日本に招待

その4で書いた通り、私が担当を外れた後、多大なコスト削減に協力してくれたお礼も含めて、ベトナム縫製会社の社長、工場長、通訳としてだけでなく常に素晴らしいサポートをしてくれた商社の現地担当者の3名を、東京にお招きするチャンスに恵まれました。それは私自身の夢であり、彼らに「いつか日本に来てもらうから」と言い続けて来たことであり、最高にハッピーな時間でした。彼らが来た時は、ここに連れて行こう、これを食べさせよう、と来訪が決まる前から勝手に妄想して東京を歩き回っていました(笑)

成田空港まで車でお迎えに行き、東京に向かいます。そのルートまで考えていた私は、これ見よがしにお台場、レインボーブリッジを通過します。ほとんど海外経験がなかった彼らは、驚きの連続。街は高層ビルが立ち並び、ゴミが落ちておらず、大変きれい。でもそこにいる人たちの顔や見た目はベトナム人とほとんど同じ。「ここは未来のベトナムのようだ」と言っていたのがすごく印象的でした。



ベトナム料理 in Tokyo
到着が遅かったので、東京に戻った時には夜遅い時間でした。ホテルに行く前に、簡単に夕食を取ろうと、向かった先は、モンスーンカフェ西麻布店。当時よく行っていたお店で、私がアジア料理を知るきっかけになった素敵なレストランです。そこでベトナム風生春巻をはじめとした各種料理を頂きました。店長に「この方達は、今さっきベトナムから日本に着いたばかりなんですよ」と伝えたら、すごくプレッシャーを感じた様子(笑)。彼らはの感想は、「ベトナムで食べるものとは少し違うけど、とても美味しい」。店長もにっこり。定期的にベトナムにも料理の研修に行くそうです。さすが。


日本蕎麦は、ちょっと…


時期が夏だったので、美味しい日本蕎麦を食べてもらうのも私のリストに入っていました。彼らも日本蕎麦を知っていたのですが、どうもリアクションが薄いんです。よくよく聞いてみたら、機内食に出た蕎麦が美味しくなかったのであまり気が進まなかったそうです。確かにあれも蕎麦だけど…。

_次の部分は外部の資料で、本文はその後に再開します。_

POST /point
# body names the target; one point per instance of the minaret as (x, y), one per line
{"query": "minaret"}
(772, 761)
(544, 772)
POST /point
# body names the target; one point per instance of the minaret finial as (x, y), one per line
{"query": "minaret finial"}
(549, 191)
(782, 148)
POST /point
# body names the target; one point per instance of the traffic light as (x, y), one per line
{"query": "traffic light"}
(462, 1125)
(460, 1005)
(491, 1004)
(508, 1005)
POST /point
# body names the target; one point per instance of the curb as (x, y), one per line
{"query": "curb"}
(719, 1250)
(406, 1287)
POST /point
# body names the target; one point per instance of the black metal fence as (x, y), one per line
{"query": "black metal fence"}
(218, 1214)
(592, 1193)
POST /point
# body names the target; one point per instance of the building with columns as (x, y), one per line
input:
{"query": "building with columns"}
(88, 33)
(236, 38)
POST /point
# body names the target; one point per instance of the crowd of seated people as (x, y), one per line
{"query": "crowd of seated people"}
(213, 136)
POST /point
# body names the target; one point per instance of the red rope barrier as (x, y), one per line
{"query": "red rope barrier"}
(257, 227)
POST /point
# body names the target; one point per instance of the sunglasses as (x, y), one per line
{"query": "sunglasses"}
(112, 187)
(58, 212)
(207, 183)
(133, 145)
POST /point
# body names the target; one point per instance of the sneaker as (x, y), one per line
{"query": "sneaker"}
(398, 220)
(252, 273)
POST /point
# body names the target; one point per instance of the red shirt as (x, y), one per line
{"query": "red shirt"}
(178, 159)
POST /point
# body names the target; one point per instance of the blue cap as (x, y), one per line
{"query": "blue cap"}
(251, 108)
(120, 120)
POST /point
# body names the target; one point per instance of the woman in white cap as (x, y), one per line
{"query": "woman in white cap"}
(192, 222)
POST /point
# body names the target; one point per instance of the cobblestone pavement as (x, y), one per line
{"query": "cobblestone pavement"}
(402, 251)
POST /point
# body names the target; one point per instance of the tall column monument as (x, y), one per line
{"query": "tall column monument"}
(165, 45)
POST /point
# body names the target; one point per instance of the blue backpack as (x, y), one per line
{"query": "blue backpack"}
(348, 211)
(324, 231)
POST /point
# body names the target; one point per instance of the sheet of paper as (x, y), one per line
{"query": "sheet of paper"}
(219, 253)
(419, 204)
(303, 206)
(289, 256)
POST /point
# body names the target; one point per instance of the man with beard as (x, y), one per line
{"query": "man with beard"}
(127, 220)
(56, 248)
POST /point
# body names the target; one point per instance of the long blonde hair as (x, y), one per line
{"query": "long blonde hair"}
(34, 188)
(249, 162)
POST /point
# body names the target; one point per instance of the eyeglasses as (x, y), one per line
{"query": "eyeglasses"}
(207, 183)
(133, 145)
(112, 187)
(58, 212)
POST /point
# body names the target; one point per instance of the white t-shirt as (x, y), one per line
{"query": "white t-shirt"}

美味しい蕎麦を食べてもらったら、印象が180度変わったそうです。日本の航空会社は、あれ、もう少し考えた方が良いかもしれないです。


衛生的なはずが…

ベトナムで不注意にも胃腸炎になった私。その後はお店の選定に気を遣うようになり、お腹を壊すことは無くなりましたが、当時のハノイにあるレストランは、決して衛生管理が行き届いているお店ばかりではありませんでした。ふだんその様な環境にいる人達だから、遥かに衛生的なはずの日本で、工場長がお腹を壊した時はびっくりしました。水が合う合わないってあるんですね。


お台場の夜景は…

私がとても見せたかったのは、お台場から見た東京の夜景。でもアクアシティのレストランを予約した日は、あいにく雨で、テラス席に座ることはできませんでした。本当はこんな感じのを見せたかったのですが。


別れの日の事はすでに書きましたので省略しますが、今思い出しても本当に幸せで楽しいひと時でした。